Secondly, a bit of perspective. Given the December that we have endured, there were two priorities: First to score a goal, and second to win. In his pre-match press conference, Dean Smith spoke of an improvement in the Covid and injury situation and that during the week they had managed some 8 v 8 games in training. When assessing this performance, these must be at the forefront of your mind.
The team selection was clearly made with the aim of preserving players for the main course of Premier League action coming up mid-week, with perhaps a side salad of trying to build some confidence in certain players. Josh Sargent was selected as the central striker.
The game started fairly sedately. City managed some decent possession down the right – Byram and Dowell combining well on several occasions. Bizarrely, the final delivery was consistently overhit, whichever player delivered the ball. So much so that it attracted the comment from my son as to whether they were using a different ball to usual.
If this was the case, the Charlton players didn’t seem to notice. They delivered s string of threatening crosses into the Norwich box. They were defended without conviction, but there was at least a determination to the defending. Giannoulis was having a tricky time with former City youth product Jaiyesimi, and assistance from his countryman Tzolis was in short supply.
Charlton grew into the half and by mid-way through they were beginning to have more and more possession. When City did get forward, and lost the ball, Charlton were quick to hit on the break.
At halftime, Dean Smith made three changes.

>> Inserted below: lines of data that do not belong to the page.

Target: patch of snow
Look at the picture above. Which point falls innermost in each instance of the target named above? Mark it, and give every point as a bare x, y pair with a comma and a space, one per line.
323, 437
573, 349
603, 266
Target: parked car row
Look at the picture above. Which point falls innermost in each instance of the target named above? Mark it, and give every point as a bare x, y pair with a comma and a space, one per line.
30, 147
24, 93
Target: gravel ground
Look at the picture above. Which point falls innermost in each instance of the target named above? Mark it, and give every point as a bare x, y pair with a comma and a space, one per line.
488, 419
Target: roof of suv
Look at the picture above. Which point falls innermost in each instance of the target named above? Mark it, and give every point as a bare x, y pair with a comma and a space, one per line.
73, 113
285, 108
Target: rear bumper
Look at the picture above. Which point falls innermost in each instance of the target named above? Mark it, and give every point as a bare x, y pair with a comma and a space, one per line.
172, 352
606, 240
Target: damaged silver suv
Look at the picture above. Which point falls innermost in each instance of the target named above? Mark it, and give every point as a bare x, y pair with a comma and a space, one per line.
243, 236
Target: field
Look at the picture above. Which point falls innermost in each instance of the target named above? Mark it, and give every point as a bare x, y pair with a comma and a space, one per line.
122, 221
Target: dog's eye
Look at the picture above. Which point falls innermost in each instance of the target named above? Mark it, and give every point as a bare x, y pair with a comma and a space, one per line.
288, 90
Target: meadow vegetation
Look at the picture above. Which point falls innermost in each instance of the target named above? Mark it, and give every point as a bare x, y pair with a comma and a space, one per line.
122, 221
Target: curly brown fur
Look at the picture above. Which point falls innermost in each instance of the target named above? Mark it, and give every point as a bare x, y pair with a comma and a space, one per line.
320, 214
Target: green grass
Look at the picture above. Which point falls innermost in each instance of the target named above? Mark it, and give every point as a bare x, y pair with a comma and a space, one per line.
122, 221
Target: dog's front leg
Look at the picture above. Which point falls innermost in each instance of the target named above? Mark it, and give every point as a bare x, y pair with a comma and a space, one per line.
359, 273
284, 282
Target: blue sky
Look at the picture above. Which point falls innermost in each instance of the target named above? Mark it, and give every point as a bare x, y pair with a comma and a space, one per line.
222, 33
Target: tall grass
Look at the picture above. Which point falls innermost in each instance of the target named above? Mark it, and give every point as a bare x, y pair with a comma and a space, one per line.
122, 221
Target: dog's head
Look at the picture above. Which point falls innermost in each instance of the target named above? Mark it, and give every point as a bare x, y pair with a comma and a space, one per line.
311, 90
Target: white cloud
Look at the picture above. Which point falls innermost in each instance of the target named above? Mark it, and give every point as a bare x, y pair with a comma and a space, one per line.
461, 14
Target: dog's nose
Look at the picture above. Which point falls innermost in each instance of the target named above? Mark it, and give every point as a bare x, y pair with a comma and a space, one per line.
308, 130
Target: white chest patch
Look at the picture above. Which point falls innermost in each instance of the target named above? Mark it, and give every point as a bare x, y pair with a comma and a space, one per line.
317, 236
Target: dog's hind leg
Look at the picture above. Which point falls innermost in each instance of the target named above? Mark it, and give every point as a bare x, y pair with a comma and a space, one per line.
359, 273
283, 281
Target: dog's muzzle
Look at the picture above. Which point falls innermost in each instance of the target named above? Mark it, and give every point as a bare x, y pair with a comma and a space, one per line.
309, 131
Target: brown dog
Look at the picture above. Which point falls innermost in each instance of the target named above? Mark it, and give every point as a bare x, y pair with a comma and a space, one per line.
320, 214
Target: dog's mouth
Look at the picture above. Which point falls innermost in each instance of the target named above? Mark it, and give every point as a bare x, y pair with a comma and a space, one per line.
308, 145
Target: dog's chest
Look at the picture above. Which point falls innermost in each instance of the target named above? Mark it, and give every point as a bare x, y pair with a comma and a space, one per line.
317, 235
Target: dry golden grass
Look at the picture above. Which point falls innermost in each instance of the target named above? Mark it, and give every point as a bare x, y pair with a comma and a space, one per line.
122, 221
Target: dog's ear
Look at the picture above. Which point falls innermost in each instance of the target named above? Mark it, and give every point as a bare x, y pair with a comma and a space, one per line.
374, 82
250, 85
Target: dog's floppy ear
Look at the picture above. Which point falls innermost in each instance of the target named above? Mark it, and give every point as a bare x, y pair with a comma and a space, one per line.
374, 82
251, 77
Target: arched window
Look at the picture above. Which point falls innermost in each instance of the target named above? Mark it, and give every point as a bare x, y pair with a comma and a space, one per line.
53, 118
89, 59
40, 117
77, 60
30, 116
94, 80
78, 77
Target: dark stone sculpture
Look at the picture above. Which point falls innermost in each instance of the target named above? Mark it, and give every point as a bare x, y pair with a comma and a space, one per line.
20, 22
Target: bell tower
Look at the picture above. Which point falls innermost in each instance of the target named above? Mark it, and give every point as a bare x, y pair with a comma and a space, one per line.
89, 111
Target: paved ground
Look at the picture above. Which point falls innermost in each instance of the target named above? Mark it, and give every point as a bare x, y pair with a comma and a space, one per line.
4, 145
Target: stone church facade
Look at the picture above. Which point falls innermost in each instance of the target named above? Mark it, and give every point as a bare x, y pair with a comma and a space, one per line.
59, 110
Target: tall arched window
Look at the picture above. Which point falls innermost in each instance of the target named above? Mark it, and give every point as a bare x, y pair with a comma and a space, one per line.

On came Pukki, Rashica and Williams; off went Tzolis, Dowell and Giannoulis. Even though it took City 10 minutes to make an impact on the second half, the effect of these changes was noticeable. Williams more physical, robust style effectively neutralized the Charlton threat down the right. In front of him, Rashica picked up from where he left off pre-injury and played one sumptuous ball to play Sargent in. The American took a touch to create a shooting angle…..and then ran round in circles and lost the ball.
So, Sargent. The Charlton strikers were everything that City’s summer signing wasn’t. They battled, made a nuisance of themselves, won balls in the air and took shots whenever a half chance presented itself. Sargent did none of these things. Every time an aerial ball was played forward, the gap between him and the centre-back was clearly visible. He got nowhere near a ball in the air all game. The half-chance created by Rashica would, for almost any other striker, have resulted in a shot on goal. Sargent is so woefully short of confidence.

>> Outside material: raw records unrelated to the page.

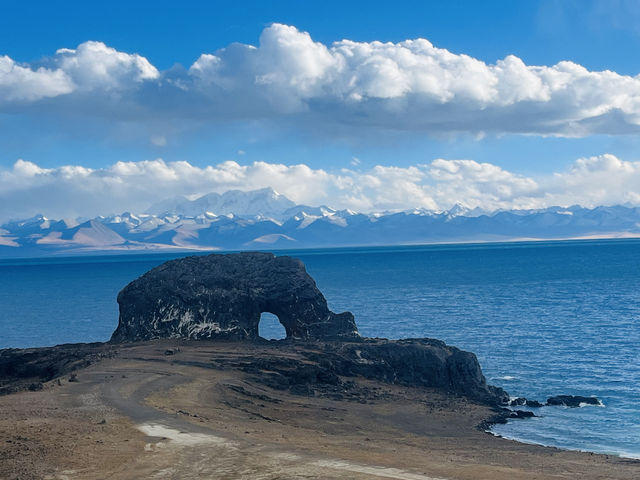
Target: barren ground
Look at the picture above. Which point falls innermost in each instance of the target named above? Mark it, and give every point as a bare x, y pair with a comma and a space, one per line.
144, 414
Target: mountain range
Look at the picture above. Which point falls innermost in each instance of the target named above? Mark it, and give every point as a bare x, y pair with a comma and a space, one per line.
265, 219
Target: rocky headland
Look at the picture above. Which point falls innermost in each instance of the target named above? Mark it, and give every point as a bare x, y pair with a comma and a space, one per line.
187, 370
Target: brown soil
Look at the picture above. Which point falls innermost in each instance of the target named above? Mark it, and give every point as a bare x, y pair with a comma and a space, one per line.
144, 414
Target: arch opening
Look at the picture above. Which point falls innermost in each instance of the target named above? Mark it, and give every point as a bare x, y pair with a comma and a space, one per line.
270, 327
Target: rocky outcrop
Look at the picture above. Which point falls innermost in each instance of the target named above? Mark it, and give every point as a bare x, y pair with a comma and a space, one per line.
222, 296
22, 369
416, 362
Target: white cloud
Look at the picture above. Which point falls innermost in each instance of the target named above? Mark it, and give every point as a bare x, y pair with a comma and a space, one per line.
21, 83
411, 85
70, 191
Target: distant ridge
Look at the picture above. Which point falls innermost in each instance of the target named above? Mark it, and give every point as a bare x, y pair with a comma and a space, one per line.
265, 219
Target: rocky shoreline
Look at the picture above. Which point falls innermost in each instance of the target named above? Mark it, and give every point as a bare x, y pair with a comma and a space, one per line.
186, 360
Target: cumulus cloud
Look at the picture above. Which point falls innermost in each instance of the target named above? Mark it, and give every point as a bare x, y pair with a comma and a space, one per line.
70, 191
411, 85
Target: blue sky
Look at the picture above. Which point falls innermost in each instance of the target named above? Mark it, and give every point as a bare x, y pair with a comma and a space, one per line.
279, 107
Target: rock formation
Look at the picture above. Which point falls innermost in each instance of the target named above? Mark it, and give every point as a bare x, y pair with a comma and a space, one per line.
222, 296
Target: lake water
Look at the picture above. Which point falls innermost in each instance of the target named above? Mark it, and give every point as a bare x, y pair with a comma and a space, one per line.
543, 318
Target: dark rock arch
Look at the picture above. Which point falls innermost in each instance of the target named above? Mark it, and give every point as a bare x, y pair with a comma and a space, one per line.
223, 296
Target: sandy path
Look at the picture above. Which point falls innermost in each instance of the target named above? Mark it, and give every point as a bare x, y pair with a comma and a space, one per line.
145, 415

Kabak is another whose flaws are readily apparent. He repeatedly over-committed himself to headers, tackles and interceptions. He then either failed to win the ball, or won it but in doing so, gave the ball straight to a Charlton player. Charlton then broke quickly, bypassing him and gaining an overload as a result.

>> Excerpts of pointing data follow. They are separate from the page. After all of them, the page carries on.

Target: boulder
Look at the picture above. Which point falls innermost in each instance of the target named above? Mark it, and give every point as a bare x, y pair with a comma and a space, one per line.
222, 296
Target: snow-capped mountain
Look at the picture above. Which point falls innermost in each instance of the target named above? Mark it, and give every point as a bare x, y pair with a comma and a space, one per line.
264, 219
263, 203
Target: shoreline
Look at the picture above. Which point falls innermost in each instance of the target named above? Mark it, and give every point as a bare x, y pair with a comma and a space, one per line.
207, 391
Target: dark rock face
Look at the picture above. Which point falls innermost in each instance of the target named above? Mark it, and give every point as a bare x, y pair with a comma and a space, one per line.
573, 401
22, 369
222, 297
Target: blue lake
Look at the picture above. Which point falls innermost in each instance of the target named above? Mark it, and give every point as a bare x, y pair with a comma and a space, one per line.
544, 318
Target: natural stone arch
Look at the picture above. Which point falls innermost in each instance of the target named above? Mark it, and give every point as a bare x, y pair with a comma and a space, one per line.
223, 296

City were creating some chances though, Lees-Melou, Rashica and Mclean all having decent efforts either saved or going just off target. The City midfield, shorn of media darling Gilmour, looked like what it was. A trio who had never played together before. Sorensen, who looked so settled when thrown in at left-back or centre-back, bizarrely looked less comfortable in his supposed natural position. McLean always looks better when played in a more advanced role and Lees-Melou battled well at times. There were still those bizarre moments when players went for the same ball, or passed into space.
With Farke, we had a definite way of playing, a style. Under Smith, so far, this is not evident. He has clearly instructed the players to get the ball forward more quickly, but at times this seems to sit uneasily with the personnel on the pitch – evidence perhaps of those covid-truncated training sessions.
Dean Smith may well be pleased then that the goal, when it eventually came, was a result of more direct play. Krul played it out to Sargent on halfway, he laid it to McLean who released a super ball into the path of Pukki. The Finn dragged players wide to the near post before squaring the ball for Rashica to tap in.
Hopefully, this isn’t the only entrant for January’s goal of the month.
What was pleasing is that the City players clearly wanted to score more; the recently arrived Aarons having a great chance saved. But City all of a sudden played with a swagger, playing quick accurate passes. What wonders a bit of confidence can weave.
The last laugh nearly went to Charlton though. Keeper Henderson took a free-kick into the City box causing chaos, resulting in a header bouncing off the crossbar.
So back to that perspective. City won. Ask Newcastle, ask Arsenal about that. At times, they played like strangers. At times they looked like a team without an identity and if they played like this against a Premier League side, the result would have been different. But it wasn’t. It was a win, albeit undeserved at times. But that matters no more.
The effect of scoring the goal was palpable. The result will have done no harm to City’s prospects come mid-week.